Essentially, yes it’s a kind of advanced randomisation. The research used something called “detrended fluctuation analysis” (DFA) which is a useful tool for teasing apart a noisy signal to show what the distributions of noise were that make it up. White noise is a totally random distribution. Pink noise (aka 1/f noise) is like white noise but with the randomness sloping off at higher frequencies. The humaniser work managed to figure out that there’s a bit of both of these when a human plays a rhythm.

a very precise drunk-walk around a value

This is a really good way of putting it! The only clarification is that a drunk walk is classified as brown noise (if memory serves me correctly) but the idea is basically right. The other thing is that we’re talking about timing variations of the smallest subdivision of a beat, which is typically very short. That means the model in the paper needed to be super precise to achieve the same results as they observed. In turn, that means that it needs a fancy algorithm to work out the pink noise as the more common ones weren’t accurate enough.

I managed to find and include this fancy pink noise in Sonic Pi recently so the building blocks are all there to implement a proper humaniser - I just need to knuckle down and do it

3 Likes

I think that humanisation should be about more than adding randomness across the board. In a real performance - say take a little combo with drums, bass, guitar, vocals - you’d expect the bass and drums to be solidly in time, with the guitar maybe a bit more fluid. Whereas the vocals could meander around really quite a lot, to taste.

Even then, depending on the style, the drummer might push ahead of the pulse or pull it back, which can involve playing some parts of the kit in time and moving other parts around - like playing the snare slightly early or late. But I think these variations are typically at lot smaller than the singer is allowed. And the variation from bar to bar should be a lot less than the advance/lag itself - or the drums just sound wrong.

Just some thoughts.

1 Like

Totally, I think there’s more going on in a real performance. However in another paper by the same author he puts forward a model that allows for these (he calls it “mutually interacting complex systems”) which has a paramter for how loose each player is.
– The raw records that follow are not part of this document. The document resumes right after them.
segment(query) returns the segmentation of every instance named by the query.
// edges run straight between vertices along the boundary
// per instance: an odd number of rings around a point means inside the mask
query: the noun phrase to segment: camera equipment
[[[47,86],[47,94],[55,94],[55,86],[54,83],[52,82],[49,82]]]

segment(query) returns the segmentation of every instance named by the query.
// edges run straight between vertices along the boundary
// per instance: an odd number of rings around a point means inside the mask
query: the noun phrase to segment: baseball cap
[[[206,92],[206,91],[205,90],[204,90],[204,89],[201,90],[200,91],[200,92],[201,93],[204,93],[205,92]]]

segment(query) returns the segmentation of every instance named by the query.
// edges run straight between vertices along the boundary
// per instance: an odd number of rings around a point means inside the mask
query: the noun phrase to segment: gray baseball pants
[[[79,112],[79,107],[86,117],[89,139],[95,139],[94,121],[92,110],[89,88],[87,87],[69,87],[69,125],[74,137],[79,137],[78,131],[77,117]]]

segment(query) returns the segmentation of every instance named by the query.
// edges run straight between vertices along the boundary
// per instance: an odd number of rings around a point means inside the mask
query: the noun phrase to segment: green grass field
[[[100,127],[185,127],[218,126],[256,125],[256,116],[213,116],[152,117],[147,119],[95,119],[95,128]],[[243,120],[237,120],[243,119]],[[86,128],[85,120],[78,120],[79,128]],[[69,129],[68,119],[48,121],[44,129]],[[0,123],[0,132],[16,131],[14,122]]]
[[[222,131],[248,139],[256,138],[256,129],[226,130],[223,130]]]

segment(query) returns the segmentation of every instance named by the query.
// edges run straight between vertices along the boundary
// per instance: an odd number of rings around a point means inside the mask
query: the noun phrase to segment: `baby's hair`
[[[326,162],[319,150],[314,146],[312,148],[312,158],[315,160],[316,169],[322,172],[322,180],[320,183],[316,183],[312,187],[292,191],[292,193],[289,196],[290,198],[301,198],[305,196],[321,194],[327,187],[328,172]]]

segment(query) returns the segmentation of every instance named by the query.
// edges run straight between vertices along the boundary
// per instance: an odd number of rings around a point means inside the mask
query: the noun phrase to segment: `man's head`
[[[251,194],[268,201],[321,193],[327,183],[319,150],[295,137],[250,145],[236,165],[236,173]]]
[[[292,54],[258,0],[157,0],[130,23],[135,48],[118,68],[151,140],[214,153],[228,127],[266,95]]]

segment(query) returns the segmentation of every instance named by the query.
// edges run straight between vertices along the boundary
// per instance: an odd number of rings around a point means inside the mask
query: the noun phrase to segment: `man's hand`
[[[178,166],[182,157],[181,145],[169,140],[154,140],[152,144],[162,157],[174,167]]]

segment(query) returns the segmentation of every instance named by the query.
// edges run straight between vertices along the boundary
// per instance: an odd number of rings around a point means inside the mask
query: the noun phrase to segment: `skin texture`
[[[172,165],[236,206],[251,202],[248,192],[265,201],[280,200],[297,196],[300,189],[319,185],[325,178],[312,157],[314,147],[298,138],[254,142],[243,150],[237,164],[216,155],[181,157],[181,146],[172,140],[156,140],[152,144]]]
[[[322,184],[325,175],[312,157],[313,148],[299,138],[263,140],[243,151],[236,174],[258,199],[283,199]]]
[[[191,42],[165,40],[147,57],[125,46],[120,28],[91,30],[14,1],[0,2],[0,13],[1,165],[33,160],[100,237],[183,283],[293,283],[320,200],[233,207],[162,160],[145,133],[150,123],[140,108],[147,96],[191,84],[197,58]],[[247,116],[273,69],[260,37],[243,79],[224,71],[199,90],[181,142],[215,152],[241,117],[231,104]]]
The other aspect of humanization is dynamics, which this doesn’t cover at all, but it’s likely to follow similar principles (e.g. random variation around a center).

There’s a cool project by Google called GrooVAE where they managed to capture some of the timing and dynamics variation from hours of recordings from real drummers playing an electric kit. It allows you to transfer a “groove” to a midi drum input. It’s pretty cool - I’d love to get it into Sonic Pi when I have time

1 Like

Yes, that sounds interesting - much better than the simple ‘add some randomness’ algo’s I’ve seen in the DAWs, although I expect Abelton will have some AI in it now or soon! (Ableton, pah… :smile:)

I’ve got to say - and this is very my own idiosyncratic view - that the more that the electronic stuff approaches real playing, the more I like synthetic sounds that really do sound like a machine made them. I liked synths originally because they didn’t sound like real instruments.

I feel the same about CGI - it’s just too realistic to be fun any more, make any sense? When it was less good, it had a bigger wow factor. Anyone? Just me… ?

1 Like

I wanted a normal distribution. This deserves more attention. Thank you.

Edit: I went to use it and just saw that with your value of pi, tires run slightly flat. That last digit would usually be a 9, not a 7.